I remember these trucks shaking through the poorer parts of town, or heading out to small old farms in the Central Valley. For as long as I’ve been alive, they’ve been dirt cheap and dead reliable. There was a black one that parked by my junior high, the bed always filled with crap. I stole a broken folding bike out of it once and spent a couple of years getting it to work. I only kept that bike running for a few weeks, but I never forgot that truck and its pile of junk I passed every day.
A friend of mine bough a brown short bed with a white camper and started living in it. I bet all of his shit in the back bounces into the air every time he hits a pothole. We’ve been away from each other for years, but I think about him and his truck, the long drives he must take all the time, the cost of the gas he spills into the tank, and the feeling he must have with California spreading out across that huge windshield.
Whenever I see a truck, I wish it were more like this one; simple, crude, and sunbaked in the Central Valley, totally at home on dirt roads out to small old farms that aren’t making any money anymore. Profitable places are lined with trucks from the ’90s, maroon Dodge minivans, and white Corollas. Trucks like this ’80 C/K have been passed on to the kids of middle class ag families. There are still a couple of these in every high school parking lot in my county, for sure. Every time I got into a bus or a van to go to some away meet, I could be sure that I’d see a few of these C/Ks at the school we were up against.
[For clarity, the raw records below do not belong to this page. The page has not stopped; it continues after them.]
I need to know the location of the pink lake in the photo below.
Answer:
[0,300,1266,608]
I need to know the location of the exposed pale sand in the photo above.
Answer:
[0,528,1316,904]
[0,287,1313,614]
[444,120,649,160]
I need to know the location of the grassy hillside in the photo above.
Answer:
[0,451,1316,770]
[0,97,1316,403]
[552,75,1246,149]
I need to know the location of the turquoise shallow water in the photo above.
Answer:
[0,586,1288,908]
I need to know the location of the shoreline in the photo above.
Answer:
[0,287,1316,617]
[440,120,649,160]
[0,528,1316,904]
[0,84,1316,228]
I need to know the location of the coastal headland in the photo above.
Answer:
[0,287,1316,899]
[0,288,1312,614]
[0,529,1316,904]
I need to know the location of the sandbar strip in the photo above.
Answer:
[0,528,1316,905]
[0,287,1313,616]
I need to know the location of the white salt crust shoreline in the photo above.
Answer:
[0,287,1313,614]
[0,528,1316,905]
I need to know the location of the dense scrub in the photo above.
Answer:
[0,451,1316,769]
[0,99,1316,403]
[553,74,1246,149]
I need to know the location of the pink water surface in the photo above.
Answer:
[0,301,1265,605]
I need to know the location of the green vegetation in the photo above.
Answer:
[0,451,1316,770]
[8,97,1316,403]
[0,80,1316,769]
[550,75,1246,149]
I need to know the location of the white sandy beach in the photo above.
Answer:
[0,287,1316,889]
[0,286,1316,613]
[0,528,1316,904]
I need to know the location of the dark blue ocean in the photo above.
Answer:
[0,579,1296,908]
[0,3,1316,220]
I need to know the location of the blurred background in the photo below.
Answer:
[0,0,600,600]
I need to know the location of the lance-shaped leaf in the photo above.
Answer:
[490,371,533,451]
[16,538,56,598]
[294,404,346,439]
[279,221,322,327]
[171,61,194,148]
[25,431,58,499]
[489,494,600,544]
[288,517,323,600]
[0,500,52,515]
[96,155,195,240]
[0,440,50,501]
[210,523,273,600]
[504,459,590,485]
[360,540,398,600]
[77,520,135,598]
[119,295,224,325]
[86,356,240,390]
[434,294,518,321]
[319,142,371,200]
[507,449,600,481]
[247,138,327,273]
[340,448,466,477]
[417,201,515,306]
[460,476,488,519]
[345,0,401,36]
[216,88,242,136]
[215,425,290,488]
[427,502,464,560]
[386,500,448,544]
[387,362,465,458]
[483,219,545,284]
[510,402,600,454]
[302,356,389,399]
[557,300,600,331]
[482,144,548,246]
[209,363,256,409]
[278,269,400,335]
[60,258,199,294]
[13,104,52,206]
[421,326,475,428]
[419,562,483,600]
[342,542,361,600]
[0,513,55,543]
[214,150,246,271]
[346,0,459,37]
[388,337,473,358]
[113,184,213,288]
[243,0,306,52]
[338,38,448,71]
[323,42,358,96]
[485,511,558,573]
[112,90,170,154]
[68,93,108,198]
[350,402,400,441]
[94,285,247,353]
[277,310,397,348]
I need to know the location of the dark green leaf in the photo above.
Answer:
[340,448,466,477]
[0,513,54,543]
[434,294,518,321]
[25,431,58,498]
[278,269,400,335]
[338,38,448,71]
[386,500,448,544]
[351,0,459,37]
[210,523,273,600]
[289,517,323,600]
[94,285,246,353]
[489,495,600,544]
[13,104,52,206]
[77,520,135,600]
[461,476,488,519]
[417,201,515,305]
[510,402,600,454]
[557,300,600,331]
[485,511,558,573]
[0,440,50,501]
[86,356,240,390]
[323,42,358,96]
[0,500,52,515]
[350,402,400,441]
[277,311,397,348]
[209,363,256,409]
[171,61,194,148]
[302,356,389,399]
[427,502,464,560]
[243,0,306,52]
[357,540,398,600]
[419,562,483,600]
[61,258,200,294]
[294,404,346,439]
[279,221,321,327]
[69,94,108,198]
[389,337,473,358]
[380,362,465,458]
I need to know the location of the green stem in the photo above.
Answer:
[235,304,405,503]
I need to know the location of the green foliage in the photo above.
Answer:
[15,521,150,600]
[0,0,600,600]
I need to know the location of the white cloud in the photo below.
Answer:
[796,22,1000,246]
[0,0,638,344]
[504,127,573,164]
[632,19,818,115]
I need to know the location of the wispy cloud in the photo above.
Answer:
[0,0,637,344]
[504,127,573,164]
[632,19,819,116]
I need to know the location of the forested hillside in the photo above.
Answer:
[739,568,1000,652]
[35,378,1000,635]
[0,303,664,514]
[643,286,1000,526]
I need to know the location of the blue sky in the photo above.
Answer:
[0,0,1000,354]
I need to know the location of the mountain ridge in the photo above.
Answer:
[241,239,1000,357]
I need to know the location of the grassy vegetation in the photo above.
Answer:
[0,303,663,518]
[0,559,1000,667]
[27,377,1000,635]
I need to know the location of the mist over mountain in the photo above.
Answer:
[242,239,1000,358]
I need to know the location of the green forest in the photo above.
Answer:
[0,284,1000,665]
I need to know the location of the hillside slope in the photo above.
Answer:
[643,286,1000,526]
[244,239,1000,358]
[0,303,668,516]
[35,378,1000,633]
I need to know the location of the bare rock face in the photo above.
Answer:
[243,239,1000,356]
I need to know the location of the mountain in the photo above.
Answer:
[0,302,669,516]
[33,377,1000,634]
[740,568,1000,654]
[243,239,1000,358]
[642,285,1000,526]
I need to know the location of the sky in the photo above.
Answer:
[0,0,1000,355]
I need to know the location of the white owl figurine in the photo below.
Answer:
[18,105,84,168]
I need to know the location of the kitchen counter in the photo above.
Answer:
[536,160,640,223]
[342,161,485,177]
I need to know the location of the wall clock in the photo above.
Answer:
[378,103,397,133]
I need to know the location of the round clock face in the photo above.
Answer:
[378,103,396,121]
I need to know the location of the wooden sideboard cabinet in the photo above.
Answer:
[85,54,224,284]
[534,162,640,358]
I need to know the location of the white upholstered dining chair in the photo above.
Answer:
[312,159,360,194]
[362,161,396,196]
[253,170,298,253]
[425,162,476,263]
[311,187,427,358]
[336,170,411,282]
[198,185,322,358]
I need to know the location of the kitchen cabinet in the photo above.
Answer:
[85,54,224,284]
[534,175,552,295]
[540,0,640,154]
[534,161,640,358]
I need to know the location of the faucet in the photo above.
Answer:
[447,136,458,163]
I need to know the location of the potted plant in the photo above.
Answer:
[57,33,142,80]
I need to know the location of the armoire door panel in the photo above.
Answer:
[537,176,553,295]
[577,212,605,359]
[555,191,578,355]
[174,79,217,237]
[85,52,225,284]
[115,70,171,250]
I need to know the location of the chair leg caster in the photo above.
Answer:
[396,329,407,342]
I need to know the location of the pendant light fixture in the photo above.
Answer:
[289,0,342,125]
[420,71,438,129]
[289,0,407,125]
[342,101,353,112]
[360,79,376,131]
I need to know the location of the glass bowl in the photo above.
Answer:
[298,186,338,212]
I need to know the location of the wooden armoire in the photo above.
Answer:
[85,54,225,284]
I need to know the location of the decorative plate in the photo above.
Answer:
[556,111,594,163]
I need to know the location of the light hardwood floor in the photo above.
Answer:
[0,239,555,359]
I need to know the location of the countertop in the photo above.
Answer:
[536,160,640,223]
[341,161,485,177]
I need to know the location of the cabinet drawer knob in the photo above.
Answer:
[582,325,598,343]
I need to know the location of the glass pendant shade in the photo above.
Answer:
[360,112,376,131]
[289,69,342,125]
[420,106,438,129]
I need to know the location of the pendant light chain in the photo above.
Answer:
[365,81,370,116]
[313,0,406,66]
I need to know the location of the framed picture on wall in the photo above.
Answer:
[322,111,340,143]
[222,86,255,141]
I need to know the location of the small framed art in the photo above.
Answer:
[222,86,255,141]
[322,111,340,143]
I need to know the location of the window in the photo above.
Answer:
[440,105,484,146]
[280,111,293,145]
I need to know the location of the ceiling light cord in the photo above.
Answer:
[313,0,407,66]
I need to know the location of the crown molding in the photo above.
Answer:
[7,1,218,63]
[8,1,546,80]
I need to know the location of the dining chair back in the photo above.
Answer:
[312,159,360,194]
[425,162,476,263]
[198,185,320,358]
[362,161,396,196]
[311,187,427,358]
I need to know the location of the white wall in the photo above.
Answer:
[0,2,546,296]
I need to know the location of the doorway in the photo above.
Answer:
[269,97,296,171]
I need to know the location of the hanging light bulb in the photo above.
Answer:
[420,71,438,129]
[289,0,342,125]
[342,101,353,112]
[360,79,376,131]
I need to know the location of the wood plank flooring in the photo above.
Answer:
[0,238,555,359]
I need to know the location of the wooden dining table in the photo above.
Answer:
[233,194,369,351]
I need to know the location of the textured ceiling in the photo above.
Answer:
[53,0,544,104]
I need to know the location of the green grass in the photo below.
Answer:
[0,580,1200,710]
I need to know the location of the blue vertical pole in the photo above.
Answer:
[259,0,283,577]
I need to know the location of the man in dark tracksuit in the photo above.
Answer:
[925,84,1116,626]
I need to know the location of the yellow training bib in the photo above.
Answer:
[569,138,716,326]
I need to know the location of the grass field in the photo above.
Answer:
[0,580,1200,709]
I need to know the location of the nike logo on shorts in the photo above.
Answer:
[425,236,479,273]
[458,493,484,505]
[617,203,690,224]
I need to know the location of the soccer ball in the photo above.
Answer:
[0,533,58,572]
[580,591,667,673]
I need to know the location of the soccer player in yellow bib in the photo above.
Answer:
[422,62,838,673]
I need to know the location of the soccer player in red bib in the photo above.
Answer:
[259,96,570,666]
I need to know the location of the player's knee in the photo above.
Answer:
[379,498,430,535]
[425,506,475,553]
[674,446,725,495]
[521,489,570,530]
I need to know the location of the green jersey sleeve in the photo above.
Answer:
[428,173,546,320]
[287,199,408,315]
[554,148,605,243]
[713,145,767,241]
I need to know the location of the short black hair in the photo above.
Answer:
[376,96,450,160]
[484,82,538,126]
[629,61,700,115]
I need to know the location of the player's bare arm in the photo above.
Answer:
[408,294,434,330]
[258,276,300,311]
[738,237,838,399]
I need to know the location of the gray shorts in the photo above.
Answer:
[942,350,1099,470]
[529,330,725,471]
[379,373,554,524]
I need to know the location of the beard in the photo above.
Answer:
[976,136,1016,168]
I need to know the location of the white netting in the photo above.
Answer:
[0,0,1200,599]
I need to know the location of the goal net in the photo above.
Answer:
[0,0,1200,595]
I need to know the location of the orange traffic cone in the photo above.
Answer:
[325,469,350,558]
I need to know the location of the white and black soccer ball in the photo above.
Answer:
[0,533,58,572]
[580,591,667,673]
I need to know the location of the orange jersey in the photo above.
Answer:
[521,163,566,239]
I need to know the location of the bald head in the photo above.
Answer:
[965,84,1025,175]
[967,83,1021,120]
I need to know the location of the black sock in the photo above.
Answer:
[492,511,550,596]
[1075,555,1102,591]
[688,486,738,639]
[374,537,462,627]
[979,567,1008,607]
So I want one. I want this one. I want to live in that camper shell. It will cradle me like a womb, shaking me on rough roads, making me forget everything but sweet old memories. It will smother me in nostalgia.
I was back in Davis for a weekend this spring. I was there for the town’s annual Whole Earth hippiefest. I saw a bearded man riding a rainbow unicorn trailed by giggling kids as a jam band noodled on a stage nearby. I saw this pickup in one of the town’s older neighborhoods, where the lawns turn brown every summer and the 1970s living rooms are kind of dark. I kind of want to rent a room in one of those houses, I kind of want to buy this truck.
It is a blunt-faced, stout, simple, honest pickup. I want to be more of a blunt-faced, stout, simple, honest man. I want to go further down the dirt roads my family’s ’89 Volvo wagon could halfway manage. I want to get deeper into the Sacramento delta. I want to drive out of New York City and have no apartment to think about. This is the truck I want to take into the wider, flatter, dustier expanses of America.